Funny thing is, it only happens when I full screen yt videos, which I almost never do. Everything else works extremely well.

PC Info:

CPU: AMD Ryzen 3200g OS: Fedora 40 Kernel: 6.8.11-300.fc40 GPU: NVIDIA GTX 1660Ti DRIVER: NVIDIA 550.78 provided by akmod-nvidia-open

The AMD ryzen APU is also disabled on bios.

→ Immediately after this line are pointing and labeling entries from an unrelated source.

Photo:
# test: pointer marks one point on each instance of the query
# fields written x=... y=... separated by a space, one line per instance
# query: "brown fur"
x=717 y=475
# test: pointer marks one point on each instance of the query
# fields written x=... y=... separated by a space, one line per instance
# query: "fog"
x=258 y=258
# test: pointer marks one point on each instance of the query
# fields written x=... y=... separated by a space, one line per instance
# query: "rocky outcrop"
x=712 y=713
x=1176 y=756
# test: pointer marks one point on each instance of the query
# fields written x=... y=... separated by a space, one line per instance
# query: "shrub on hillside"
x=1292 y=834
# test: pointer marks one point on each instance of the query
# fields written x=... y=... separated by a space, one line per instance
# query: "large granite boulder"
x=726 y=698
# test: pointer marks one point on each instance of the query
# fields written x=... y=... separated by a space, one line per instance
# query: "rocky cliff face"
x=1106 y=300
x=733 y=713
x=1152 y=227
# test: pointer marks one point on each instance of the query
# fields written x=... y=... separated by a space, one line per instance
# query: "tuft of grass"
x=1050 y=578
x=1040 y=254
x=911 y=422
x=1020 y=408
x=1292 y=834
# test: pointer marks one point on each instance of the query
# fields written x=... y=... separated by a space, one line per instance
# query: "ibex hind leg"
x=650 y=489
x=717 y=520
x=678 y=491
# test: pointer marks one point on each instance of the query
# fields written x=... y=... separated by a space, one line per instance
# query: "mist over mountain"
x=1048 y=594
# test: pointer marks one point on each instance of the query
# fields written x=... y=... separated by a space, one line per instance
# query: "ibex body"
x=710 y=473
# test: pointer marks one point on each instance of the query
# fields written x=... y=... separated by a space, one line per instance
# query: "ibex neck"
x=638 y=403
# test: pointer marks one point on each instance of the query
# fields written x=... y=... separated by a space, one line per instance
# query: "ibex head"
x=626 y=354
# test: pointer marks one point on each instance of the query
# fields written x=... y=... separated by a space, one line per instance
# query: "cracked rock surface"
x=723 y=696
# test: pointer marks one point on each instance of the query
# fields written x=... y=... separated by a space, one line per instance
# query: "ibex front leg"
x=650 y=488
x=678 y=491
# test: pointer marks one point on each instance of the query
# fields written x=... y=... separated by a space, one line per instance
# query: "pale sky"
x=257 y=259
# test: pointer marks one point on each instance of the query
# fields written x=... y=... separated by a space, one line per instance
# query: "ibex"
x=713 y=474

here are the logs from journalctl.

jun 04 18:06:58 fedora cosmic-panel[78714]: com.system76.CosmicAppList: Error getting config: com.system76.CosmicAppList [GetKey("enable_drag_source", Os { code: 2, kind: NotFound, message: "No such file or directory" })]
jun 04 18:06:58 fedora cosmic-panel[78714]: com.system76.CosmicAppList: Error getting config: com.system76.CosmicAppList [GetKey("enable_drag_source", Os { code: 2, kind: NotFound, message: "No such file or directory" })]
jun 04 18:07:57 fedora sssd_kcm[46405]: Shutting down (status = 0)
jun 04 18:07:57 fedora systemd[1]: sssd-kcm.service: Deactivated successfully.
jun 04 18:07:57 fedora systemd[1]: sssd-kcm.service: Consumed 1.249s CPU time.
jun 04 18:07:57 fedora audit[1]: SERVICE_STOP pid=1 uid=0 auid=4294967295 ses=4294967295 subj=kernel 
msg='unit=sssd-kcm comm="systemd" exe="/usr/lib/systemd/systemd" hostname=? addr=? terminal=? res=success'
jun 04 18:09:14 fedora PackageKit[77690]: daemon quit
jun 04 18:09:14 fedora systemd[1]: packagekit.service: Deactivated successfully.
jun 04 18:09:14 fedora audit[1]: SERVICE_STOP pid=1 uid=0 auid=4294967295 ses=4294967295 subj=kernel msg='unit=packagekit comm="systemd" exe="/usr/lib/systemd/systemd" hostname=? addr=? terminal=? res=success'
jun 04 18:09:14 fedora systemd[1]: packagekit.service: Consumed 2.414s CPU time.
jun 04 18:09:25 fedora cosmic-comp[78610]: using legacy fbadd
jun 04 18:09:25 fedora kernel: nvidia-modeset: ERROR: Invalid request parameters, planePitch or rmObjectSizeInBytes, passed during surface registration
jun 04 18:09:25 fedora kernel: [drm:nv_drm_atomic_commit [nvidia_drm]] *ERROR* [nvidia-drm] [GPU ID 0x00000100] Failed to apply atomic modeset.  Error code: -22
gmpinder commented 3 months ago

I'm experiencing the same issue on Fedora Atomic 40 using the COPR build. I've got an Nvidia 3080 Ti and I'm unable to play any fullscreen game or fullscreen any youtube video. I get the exact same symptom where the picture is frozen on screen and I can't see anything, but I can interact. I end up having to restart to get things working again.

Tipcat-98 commented 2 months ago

Since Smithay/smithay#1501 this is fixed for me.